DSC00020Cette passation de charge a été l’occasion d’ailleurs pour le président de l’ADF-RDA de revenir sur leur sortie sur Abidjan notamment la visite de l’ancien président Blaise Compaoré. Gilbert Noël Ouedraogo estime que la « question de réconciliation est tellement importante, complexe et sensible qu’elle ne peut être résolue en excluant certains. Des personnes qui s’entendent n’ont pas besoin de se réconcilier », Le président de l’ADF-RDA a insisté sur la nécessité à « parler à tout le monde » et donc « ne pas exclure certains d’office » pour x ou y raison et c’est pour cette raison qu’ils sont allés voire l’ancien président du Faso. « Quoi qu’on dise, Blaise Compaoré, c’est 27 ans de l’histoire de notre pays. Si on enlève ces 27 années de notre processus de réconciliation, on se réconcilie sur quoi ? Notre démarche est objective », a déclaré le président de l’ADF/RDA, ancien allié du CDP.

DSC00026« La consolidation des acquis de mandat de ces prédécesseurs et l’ouverture de nouveaux chantiers » ; c’est sous ce signe que le nouveau président Rasmane Ouedraogo place son mandat ; un mandat de trois mois. Le nouveau président entend continuer dans le même dynamisme que ces prédécesseurs. Les priorités au cours de sont mandat sont « le respect des contacts et les engagements déjà pris, à prendre ou programmés, de continuer la dynamique sur la question de la réconciliation nationale, c’est également d’aller d’avantage vers l’analyse et le suivi de l’action gouvernementale et enfin de prendre des initiatives en lien avec les questions qui vont nous être posé par la politique ou la société en générale », nous dit Rasmane.

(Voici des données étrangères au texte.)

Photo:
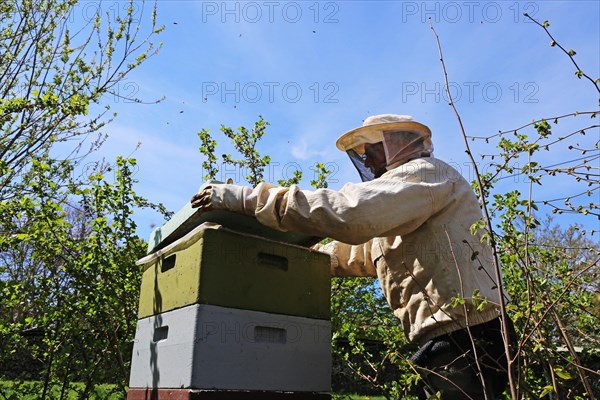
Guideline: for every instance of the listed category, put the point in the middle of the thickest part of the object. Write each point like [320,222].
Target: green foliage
[68,247]
[70,273]
[245,142]
[51,78]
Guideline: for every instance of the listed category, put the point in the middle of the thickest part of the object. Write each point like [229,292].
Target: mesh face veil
[366,174]
[403,140]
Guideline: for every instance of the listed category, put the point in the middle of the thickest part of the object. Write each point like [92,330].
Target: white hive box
[211,347]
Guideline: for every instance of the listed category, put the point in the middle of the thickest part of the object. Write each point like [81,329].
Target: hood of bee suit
[403,139]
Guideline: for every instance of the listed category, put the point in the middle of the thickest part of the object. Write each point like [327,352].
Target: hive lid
[189,218]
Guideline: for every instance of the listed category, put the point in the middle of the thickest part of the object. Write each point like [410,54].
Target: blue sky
[315,70]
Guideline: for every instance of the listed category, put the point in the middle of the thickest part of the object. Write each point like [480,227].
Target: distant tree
[67,237]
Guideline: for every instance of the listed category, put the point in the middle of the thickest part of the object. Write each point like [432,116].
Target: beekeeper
[409,224]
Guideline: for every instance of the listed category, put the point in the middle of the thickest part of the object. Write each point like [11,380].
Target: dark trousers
[448,364]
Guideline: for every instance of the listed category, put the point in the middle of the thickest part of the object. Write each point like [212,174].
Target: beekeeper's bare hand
[202,199]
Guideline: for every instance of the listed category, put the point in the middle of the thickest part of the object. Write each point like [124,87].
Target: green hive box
[229,269]
[189,218]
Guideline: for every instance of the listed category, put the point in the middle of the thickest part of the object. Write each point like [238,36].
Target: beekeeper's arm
[352,216]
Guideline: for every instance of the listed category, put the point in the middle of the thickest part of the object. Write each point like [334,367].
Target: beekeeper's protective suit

Le poste de vice président revient au président par intérim du congrès pour la démocratie et le progrès CDP qui n’a pas manqué l’occasion de s’exprimer autour de cette question de reconciliation nationale. Pour lui, il y a lieu avant de faire table rase sur le passé de passer par la case réconciliation nationale. A l’entendre, le doute ne plane pas dans sa tête lorsqu’il s’agit de désigner les responsables de la situation qui prévaut. « Nous sommes comptables en tant qu’acteurs politiques de la vie politique nationale, de la vie politique de toute l’histoire socio-politique du Burkina Faso de 1960 à nos jours. Ce sont les acteurs politiques qui sont comptables de la plupart des événements », a dit le président par intérim du CDP.

C’est donc « conscient qu’il y a une situation d’accumulation de rancœurs », qu’il invite à revisiter l’histoire socio-politique du pays « pour qu’ensemble on ressoude le tissu, qu’on apaise la situation, qu’on calme les ambitions ».
Le président par intérim du CDP a également réagi sur la sortie de certaines organisations de la société civile qui n’entendent pas participer au meeting de l’opposition au cas où la CODER y serait associée. Achille Tapsoba a fait part de son étonnement. Selon lui il n’appartient pas à une quelconque organisation de venir faire une censure quant à la participation d’un parti de l’opposition à un meeting de l’opposition.

Il a néanmoins pris cette sortie comme étant un élément indicateur de la bonne marche de la démocratie au Burkina. « Nous sommes d’accord que certains ne soient pas d’accord avec nous. C’est ça la démocratie. Une des valeurs fondamentales de la démocratie et de la république, c’est le droit à la différence, c’est l’expression plurielle », a commenté Achille Tapsoba.